Ende der 1980er-Jahre haben Neonazis versucht, Fanblocks zu unterwandern. Das prominenteste Beispiel war Gottfried Küssel beim Block West von Rapid. Wie sehen Sie die Lage jetzt?
Die organisierte Rechte hat im Fan-Mainstream von Rapid tatsächlich keine Plattform. Man kann sich darüber unterhalten, ob einem die Ultras-Kultur mit der eigenen Hierarchie sympathisch ist, aber Küssel und die Nazis wurden von ihnen vertrieben. Rapid hat das Problem sicher besser in den Griff bekommen als die Austria, wo Rechtsradikale massiv versucht haben, die Fan-Vorherrschaft zu gewinnen.
Durch die mittlerweile verbotene Gruppe Unsterblich?
Ja. Am Anfang wurde von der Austria der Dialog mit Nazis gesucht, das hat nicht funktioniert. Jetzt gibt es eine klare Haltung, und das Problem ist nicht mehr so groß wie vor fünf Jahren. Trotzdem gibt es Versuche.
Was meinen Sie konkret?
Die Gruppe „Eisern Wien“ versucht in unteren Ligen Präsenz zu zeigen, doch die Vereine sind da mittlerweile viel aufmerksamer geworden. Und ich möchte betonen, dass Fankultur eine Ressource ist, mit der Rassismus auch bekämpft werden kann. Organisierte Fans sind ja nicht das Problem per se.
Mit welchen aktuellen Problemen kämpfen Sie?

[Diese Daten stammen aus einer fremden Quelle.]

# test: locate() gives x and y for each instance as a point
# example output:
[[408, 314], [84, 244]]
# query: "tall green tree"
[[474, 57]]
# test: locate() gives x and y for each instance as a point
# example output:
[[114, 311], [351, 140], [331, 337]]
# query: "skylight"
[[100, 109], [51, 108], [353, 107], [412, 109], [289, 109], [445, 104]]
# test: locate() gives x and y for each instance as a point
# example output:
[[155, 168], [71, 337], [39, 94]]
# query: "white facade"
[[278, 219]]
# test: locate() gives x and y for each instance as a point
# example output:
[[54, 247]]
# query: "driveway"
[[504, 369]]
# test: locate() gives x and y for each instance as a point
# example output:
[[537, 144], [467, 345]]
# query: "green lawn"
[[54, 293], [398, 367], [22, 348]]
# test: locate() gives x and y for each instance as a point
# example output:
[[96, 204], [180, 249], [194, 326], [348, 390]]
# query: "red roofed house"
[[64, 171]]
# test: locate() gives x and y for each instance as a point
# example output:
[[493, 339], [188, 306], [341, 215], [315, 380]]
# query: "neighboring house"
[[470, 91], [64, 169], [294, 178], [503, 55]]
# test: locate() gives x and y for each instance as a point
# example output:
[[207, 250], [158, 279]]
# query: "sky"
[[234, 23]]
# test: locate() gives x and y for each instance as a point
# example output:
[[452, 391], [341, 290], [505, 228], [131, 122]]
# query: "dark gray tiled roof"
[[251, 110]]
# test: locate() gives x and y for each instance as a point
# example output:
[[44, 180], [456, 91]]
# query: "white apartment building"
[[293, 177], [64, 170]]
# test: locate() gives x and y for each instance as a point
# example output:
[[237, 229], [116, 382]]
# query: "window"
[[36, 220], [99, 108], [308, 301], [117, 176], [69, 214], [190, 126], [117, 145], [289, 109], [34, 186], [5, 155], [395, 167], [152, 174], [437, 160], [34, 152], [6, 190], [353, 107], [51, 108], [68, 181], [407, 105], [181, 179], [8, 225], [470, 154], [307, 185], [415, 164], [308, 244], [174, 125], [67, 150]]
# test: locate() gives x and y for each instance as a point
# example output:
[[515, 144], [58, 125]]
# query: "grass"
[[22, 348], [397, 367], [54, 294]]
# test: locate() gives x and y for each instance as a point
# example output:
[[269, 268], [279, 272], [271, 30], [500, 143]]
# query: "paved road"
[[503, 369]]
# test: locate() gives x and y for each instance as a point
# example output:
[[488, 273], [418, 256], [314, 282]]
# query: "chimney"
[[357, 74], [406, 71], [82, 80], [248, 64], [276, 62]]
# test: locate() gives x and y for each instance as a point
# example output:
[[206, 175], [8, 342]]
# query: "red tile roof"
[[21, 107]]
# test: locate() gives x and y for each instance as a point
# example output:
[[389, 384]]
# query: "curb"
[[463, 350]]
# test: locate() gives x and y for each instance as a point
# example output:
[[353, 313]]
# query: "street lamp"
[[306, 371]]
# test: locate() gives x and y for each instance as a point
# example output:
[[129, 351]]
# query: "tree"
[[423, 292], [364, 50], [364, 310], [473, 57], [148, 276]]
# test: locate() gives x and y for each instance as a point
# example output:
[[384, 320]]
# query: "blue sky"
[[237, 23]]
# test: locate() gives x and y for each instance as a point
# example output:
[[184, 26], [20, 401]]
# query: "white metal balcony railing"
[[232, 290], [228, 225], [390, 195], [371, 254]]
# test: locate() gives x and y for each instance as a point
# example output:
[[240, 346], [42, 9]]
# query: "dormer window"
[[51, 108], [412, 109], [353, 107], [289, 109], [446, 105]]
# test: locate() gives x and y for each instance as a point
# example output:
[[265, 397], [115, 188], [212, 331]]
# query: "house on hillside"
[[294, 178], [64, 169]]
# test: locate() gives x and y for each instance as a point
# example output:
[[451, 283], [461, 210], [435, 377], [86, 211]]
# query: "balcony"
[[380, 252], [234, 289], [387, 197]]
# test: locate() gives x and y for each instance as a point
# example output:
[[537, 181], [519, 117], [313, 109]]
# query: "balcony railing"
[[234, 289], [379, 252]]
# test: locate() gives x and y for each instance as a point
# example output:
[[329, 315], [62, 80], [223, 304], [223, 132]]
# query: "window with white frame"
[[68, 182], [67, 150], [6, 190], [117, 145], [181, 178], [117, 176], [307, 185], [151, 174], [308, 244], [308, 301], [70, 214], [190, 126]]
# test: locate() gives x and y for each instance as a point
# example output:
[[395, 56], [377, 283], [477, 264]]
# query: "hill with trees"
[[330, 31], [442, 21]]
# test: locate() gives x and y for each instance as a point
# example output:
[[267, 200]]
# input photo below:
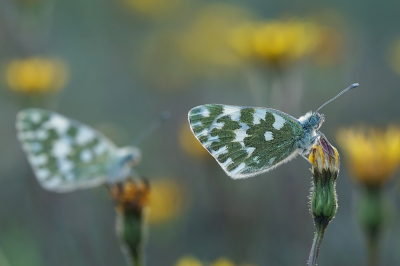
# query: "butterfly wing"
[[246, 141], [64, 154]]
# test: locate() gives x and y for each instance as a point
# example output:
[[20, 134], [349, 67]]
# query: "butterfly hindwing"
[[245, 140], [64, 154]]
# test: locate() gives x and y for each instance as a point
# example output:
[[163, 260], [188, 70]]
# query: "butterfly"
[[66, 155], [248, 141]]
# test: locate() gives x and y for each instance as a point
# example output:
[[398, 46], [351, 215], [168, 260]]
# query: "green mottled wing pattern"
[[246, 141], [64, 154]]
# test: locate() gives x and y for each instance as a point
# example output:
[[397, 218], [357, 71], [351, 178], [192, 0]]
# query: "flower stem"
[[319, 234], [372, 252]]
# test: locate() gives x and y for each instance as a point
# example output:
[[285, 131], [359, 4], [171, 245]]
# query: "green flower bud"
[[323, 199], [132, 197]]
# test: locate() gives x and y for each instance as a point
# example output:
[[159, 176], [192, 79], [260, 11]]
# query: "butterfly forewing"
[[246, 141], [64, 154]]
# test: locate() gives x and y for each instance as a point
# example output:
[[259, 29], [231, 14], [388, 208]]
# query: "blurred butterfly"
[[66, 155], [247, 141]]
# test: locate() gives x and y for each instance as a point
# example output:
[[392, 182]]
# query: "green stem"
[[3, 259], [372, 252], [319, 234]]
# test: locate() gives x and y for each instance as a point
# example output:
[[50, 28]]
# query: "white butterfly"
[[248, 141], [66, 155]]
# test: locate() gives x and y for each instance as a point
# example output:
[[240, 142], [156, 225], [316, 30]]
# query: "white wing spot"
[[100, 148], [86, 156], [239, 168], [36, 117], [84, 135], [42, 134], [42, 174], [240, 135], [61, 148], [65, 166], [235, 116], [250, 150], [35, 147], [197, 124], [226, 110], [268, 136], [244, 126], [58, 123], [279, 122], [256, 159], [271, 160], [227, 162], [221, 150], [204, 112], [38, 160], [202, 133], [258, 115], [28, 135], [70, 177], [52, 183]]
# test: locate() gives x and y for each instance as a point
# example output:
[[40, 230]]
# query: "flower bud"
[[131, 197], [323, 200]]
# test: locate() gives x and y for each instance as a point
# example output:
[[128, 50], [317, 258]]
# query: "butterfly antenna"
[[151, 128], [355, 85]]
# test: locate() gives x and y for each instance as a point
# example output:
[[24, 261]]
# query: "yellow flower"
[[130, 195], [329, 46], [277, 42], [324, 157], [189, 143], [154, 8], [166, 201], [223, 262], [188, 261], [393, 55], [36, 75], [206, 41], [373, 155]]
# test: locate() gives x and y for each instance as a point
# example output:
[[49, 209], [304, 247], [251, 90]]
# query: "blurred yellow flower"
[[188, 261], [393, 55], [373, 155], [154, 8], [223, 262], [36, 75], [130, 195], [329, 46], [189, 143], [166, 201], [205, 42], [277, 41]]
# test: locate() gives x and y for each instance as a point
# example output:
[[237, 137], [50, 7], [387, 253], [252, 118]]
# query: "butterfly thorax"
[[310, 123], [122, 166]]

Rassismus findet oft in unteren Ligen statt. Die Mehrzahl der Landesverbände findet keinen Umgang damit. Als aktuelles Bespiel: In der 2. NÖ-Klasse Ost war bei Hundsheim – Prellenkirchen „Kanaken“, „Scheißtürken“ und „Ihr gehört alle in der Dusche vergast“ zu hören. So wurde uns das vom Heimverein gemeldet – und es passiert nix.
Was wünschen Sie sich?
98 Prozent aller Fußballspiele verlaufen super. Bei den zwei Prozent, wo was passiert, wünsche ich mir mehr Mut, es anzusprechen und das Ganze aufzuarbeiten. Es braucht mehr Aufklärung, Sensibilisierung und Unterstützung für Funktionäre an der Basis.